另外一个,也是有点政治性的问题,美国对中国的贸易逆差有点担忧,人们没有想到这么批评中国对不对,是不是公平。因为中国生产出来的产品人们愿意买,这个问题已经成为一个政治问题。在二、三十年代,他们曾经有过这样类似的经历。我想,要反对贸易的话,这是非常不好的政策,对我个人来说这是一种担心,我希望在人民币方面能够采取一些措施,比如说“一篮子货币挂钩”,要不然这个事情的衍变会非常令人担心。
[主持人罗伯特·福瑞德曼:]
现在观众可以提问。
[提问:]
接着蒂墨西·菲智的民主主义的问题,因为美国和中国之间的不平衡的确有很大的风险,现在我认为立法可能并不会变成真正的法,但是言论方面可能会变得非常激烈,会影响中美之间的关系。相关的领域就是能源方面的民族主义,中国想要在日本所称的专属领域里勘探石油,在这儿可以看到两国之间真正的领域的对抗,我的问题就是我们如何针对美国、日本和中国之间的经济问题,我们也许可能会采取措施,但是不能采取太多措施,能源方面问题如何解决呢?
[李侃如:]
这个问题非常复杂,它要求美国政府在共和党的基础上做出巨大努力,来解决负面的、破坏性的立法行动。同时美国要和中方一起共同寻找一些措施来解决政治方面的影响。我认为美国政界在中国问题上是有很大分歧的。中国不能再依赖美国的商界,在背后影响美国国会。比如,现在的美国对中国制造业本身就是有分歧的,是不是应该让它更加开放。这就像是一种做对手的关系,需要非常有眼光的领导来建立双方的思维,建设性地营造一种对双方都有利的机会。
[李侃如:]
中美关系面临的最大危险,就是台湾问题。如果海峡两岸真的发生了军事冲突,这可能会导致美国和中国的大规模冲突,这个问题真的需要我们付出大量的努力,保证大幅度减少这方面的压力。采取什么措施呢?对于亚洲来说,布什政府基本上忽略了整个亚洲的战略作用,比如朝核问题,布什政府脱离了原来非常有效的政策,而且是完全由他们推动朝鲜把“钚”的提炼活动进行升级,我认为中国政府和布什的接触受到了影响。

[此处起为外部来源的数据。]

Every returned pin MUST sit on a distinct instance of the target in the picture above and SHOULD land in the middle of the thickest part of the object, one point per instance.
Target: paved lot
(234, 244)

在整个亚洲来说,布什政府,可以给打的分就是(C-)。
[听众:]
我不完全同意日本代表的发言,整个反日的运动是因为大家的不平衡,不满、贫富不均造成的,这种说法是不正确的。几天前我参加了菲律宾人的一个活动,那边有一个犹太人的妇女只有41岁,她从澳大利亚到德国专门参加这个仪式,我相信那个发言完全表达了一个妇女对家庭的感情。所以刚才提到日本政府对年轻人的教育问题,我觉得日本政府应该很好地从心里认识到这个问题,这样人类才能共同认识它,才有一个共同谈话的基础。事实上日本政府现在对于中国政府做出的很多重大贡献我们是承认的,过去20年中,日本政府给了我们相当大的支持,就是ODA的援助,对中国经济的发展给予了很大帮助,同时在社会发展方面也给予了支持。
[提问:]
我们在10月份会有一个很大的活动,讨论ODA和社会发展的问题。这方面日本政府应该知道我们的观点,但是不要把政治问题和经济问题放在一起,当然政治和经济是有联系的,但一直把这个东西作为一个先决条件,不断地参拜那能意味着经济发展吗?没有意义的。我觉得作为人类我们对二战的态度应该有同共的看法,德国就是一个很好的案例。
[听众:]
第二个观点我想讲一下关于资源的问题,因为这两天听到了很多对中国的赞誉,也有很多对中国的抱怨。现在请大家想一下,我是中国人口委员会的,中国现在占20%的世界人口,但是只有7%的土地,那你说怎么做?60%左右是农村人口,50%左右的只有小学教育,所以中国政府目前情况下是最不容易的政府,因为它面临最大的人群、最快的速度、最少的资源。那怎么做?我认为理念的支持、方法的支持和成熟经验的支持可能比钱的支持更重要。
[听众:]
第三个观点我想说一下,资源是非常有意思的。我认为如果我们说工业革命,当时资源和资本是作为你成功的案例的话,那么21世纪知识和信息可能会成为主要的资源。这两天来我觉得非常高兴,讨论信息对社会的影响,讨论了无线亚洲。像对美国和日本这样的国家,我们中国该如何考虑。整个世界是立体的,这个时候合作非常重要。我认为如果单一考虑对资源的瓜分、竞争、掠夺和战争,这不是一个好的思路。
[主持人罗伯特·福瑞德曼:]
谢谢赵女士,谢谢您的发言。我想我们都同意您提出关于日本问题的看法,但我不是很确定大家有没有人回应。
[Tadakazu Kimura:]
的确日本和德国之间差别是非常大的,德国的认错得到了世界的承认,但日本,我们的首相在十年前就对于侵华战争发表了道歉。我们不应该只是停留在反思过去,而是应该展望未来。我们应该认识到展望未来的重要性,在这样的背景下,我认为我们应该进行两国之间的合作。建立关于侵华战争和侵华犯罪以及承认这些问题的相关组织。在经济问题方面,日本的投资跟中国人民是密不可分的,对他们快速的经济发展来说是密不可分的,所以我们应该有更多的空间进行合作。
[提问:]
您怎么看待印度和中国的关系?
[李侃如:]
印度和中国在快速发展它们之间的经济贸易合作,印度在东南亚有很多机会,我们应该鼓励,我们应该尽量地朝前进,因为东南亚有经济文化等等方面的原因。但是政治方面,我们觉得印度不应该在东亚或者东北亚发挥重要作用。
[主持人罗伯特·福瑞德曼:]
时间到了,谢谢各位的参与!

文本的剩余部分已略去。